The team discovered that a single chip responsible for storing a portion of the FDS memory — including some of the FDS computer’s software code — isn’t working. The loss of that code rendered the science and engineering data unusable. Unable to repair the chip, the team decided to place the affected code elsewhere in the FDS memory. But no single location is large enough to hold the section of code in its entirety.
So they devised a plan to divide the affected code into sections and store those sections in different places in the FDS. To make this plan work, they also needed to adjust those code sections to ensure that they all still function as a whole. Any references to the location of that code in other parts of the FDS memory needed to be updated as well.

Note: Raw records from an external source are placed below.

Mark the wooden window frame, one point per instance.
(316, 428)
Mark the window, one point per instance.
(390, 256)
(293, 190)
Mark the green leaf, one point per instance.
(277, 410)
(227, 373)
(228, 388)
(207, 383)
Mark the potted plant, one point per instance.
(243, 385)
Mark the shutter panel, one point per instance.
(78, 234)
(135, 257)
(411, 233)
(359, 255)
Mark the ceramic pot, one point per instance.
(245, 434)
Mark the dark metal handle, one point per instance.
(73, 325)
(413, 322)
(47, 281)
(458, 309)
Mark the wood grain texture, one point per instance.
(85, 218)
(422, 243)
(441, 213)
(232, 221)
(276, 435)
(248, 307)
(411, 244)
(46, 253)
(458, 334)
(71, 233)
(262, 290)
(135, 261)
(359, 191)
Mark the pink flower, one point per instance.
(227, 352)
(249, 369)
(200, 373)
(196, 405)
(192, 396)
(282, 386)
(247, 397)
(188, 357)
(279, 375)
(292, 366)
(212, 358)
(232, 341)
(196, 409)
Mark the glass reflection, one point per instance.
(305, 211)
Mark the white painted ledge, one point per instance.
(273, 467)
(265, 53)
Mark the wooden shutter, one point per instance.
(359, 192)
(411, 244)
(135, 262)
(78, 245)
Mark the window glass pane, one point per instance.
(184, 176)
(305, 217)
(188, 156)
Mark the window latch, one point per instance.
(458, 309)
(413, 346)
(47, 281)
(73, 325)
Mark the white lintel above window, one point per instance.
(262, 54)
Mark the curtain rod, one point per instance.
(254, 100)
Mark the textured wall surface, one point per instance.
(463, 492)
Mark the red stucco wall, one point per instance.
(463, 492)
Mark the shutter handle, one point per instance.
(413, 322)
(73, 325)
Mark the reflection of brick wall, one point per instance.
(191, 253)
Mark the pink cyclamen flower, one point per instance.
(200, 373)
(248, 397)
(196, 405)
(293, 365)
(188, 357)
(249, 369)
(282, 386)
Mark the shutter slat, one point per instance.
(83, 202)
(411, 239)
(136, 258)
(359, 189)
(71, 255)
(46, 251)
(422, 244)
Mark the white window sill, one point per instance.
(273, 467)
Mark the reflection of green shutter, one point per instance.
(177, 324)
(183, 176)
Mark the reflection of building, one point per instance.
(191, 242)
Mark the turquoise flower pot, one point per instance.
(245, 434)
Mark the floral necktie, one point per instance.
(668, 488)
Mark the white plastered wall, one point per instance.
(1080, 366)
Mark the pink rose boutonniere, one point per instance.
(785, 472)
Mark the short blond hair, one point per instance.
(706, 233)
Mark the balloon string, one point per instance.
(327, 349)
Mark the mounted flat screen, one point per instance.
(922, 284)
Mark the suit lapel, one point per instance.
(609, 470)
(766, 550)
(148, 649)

The team started by singling out the code responsible for packaging the spacecraft’s engineering data. They sent it to its new location in the FDS memory on 18th April. A radio signal takes about 22.5 hours to reach Voyager 1, which is over 15 billion miles (24 billion kilometres) from Earth, and another 22.5 hours for a signal to come back to Earth. When the mission flight team heard back from the spacecraft on 20th April, they saw that the modification worked: For the first time in five months, they have been able to check the health and status of the spacecraft.
Voyager 2 continues to operate normally. Launched over 46 years ago, the twin Voyager spacecraft are the longest-running and most distant spacecraft from Earth in history. Before the start of their interstellar exploration, both probes flew by Saturn and Jupiter, and Voyager 2 flew by Uranus and Neptune.